In all the above cases (person spouting epithets at your bar, social media users posting hate on your website) these are people with whom you have no contract. They are there at your permission, as long as they behave according to your standards.

When you rent space to someone, and they start using it in a way you don't like, maybe even specificially violating their lease, you can throw them out, but it becomes a legal process called eviction. You can't just put their stuff on the sidewalk and change the locks without going through that process. This is how the game is played when you get into that business.

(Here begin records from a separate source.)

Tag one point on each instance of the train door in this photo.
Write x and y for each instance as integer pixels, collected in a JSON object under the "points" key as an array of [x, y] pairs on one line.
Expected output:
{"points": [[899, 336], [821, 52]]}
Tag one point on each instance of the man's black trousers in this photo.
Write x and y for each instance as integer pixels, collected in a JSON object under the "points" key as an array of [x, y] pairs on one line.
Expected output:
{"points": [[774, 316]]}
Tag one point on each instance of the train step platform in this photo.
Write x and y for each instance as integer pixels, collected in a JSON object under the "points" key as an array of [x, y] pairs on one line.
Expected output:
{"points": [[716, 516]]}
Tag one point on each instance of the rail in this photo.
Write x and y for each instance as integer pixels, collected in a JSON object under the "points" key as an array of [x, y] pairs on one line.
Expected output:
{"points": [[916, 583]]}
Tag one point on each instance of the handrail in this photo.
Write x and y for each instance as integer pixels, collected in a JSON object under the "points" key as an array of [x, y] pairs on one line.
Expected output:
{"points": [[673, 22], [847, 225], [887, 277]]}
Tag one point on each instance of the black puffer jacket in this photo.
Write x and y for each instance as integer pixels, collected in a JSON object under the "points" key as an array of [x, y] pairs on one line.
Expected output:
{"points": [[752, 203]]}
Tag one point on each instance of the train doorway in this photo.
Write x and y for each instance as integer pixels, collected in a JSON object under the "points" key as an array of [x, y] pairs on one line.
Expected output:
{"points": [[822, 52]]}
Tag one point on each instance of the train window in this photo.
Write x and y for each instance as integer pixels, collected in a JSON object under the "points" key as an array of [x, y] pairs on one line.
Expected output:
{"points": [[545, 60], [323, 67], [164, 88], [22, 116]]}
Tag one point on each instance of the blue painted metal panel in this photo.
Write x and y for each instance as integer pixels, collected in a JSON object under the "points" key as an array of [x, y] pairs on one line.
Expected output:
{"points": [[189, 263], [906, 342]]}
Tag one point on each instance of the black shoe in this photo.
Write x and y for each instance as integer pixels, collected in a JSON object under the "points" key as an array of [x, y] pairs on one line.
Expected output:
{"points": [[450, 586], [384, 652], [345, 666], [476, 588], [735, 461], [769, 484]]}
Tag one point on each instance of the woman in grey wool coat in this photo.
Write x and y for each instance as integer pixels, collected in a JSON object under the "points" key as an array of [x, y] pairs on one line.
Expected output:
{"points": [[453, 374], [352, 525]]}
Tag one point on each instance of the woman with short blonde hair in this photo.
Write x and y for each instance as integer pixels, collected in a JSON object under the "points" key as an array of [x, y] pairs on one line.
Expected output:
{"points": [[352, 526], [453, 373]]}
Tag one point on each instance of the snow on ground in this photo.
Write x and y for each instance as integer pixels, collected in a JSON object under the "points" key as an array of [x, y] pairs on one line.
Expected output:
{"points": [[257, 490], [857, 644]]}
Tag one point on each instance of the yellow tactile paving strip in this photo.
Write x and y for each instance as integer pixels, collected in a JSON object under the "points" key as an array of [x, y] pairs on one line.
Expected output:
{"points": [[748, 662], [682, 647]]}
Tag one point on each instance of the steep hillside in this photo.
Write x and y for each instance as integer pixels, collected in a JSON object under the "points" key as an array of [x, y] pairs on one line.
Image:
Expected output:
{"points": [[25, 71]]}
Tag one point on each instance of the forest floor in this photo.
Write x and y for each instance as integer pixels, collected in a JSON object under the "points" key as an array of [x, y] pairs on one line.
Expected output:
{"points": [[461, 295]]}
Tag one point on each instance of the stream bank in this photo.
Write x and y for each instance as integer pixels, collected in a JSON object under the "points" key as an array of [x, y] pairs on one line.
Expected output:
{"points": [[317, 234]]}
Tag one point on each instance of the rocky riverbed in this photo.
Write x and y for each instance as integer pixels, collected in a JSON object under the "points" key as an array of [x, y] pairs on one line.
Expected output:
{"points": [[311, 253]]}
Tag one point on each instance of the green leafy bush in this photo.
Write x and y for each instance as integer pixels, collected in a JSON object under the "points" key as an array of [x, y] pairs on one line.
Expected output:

Maybe that is the part that's missing with the AWS/Parler situation. AWS doesn't want them, but they leased space and services to them and there is a contract. Breach of contract is not something that either party to the contract can determine, because they both have conflicts of interest. If we had a judge review the contract, and approve the eviction, at least there would be a lot less basis to claim that are acting capriciously or out of bias.

eightysixfour|5 years ago

Amazon is not a utility, they are a private company which leased Parler "space" in an unregulated industry. The contract that Parler agreed to has an Acceptable Use Policy which is very broad. If Parler believes AWS breached their contract, they can sue just like in anyone else in a contract disagreement.

Maybe in the long-term we'll look at hosting more like real-estate and it will have more laws and regulations about what the providers can and cannot do, but I doubt it and I'm willing to bet the trade offs that come with that are truly terrible. Imagine how many things wouldn't get off the ground if hosting contracting was even 1/3 of the real estate process.

More importantly, hosting isn't a monopoly. There's no government provided moat that justifies that level of regulation. The way I see it there are only two things that are in utilities in the internet space, ISPs (both consumer facing and interconnects) and DNS, and DNS is arguable.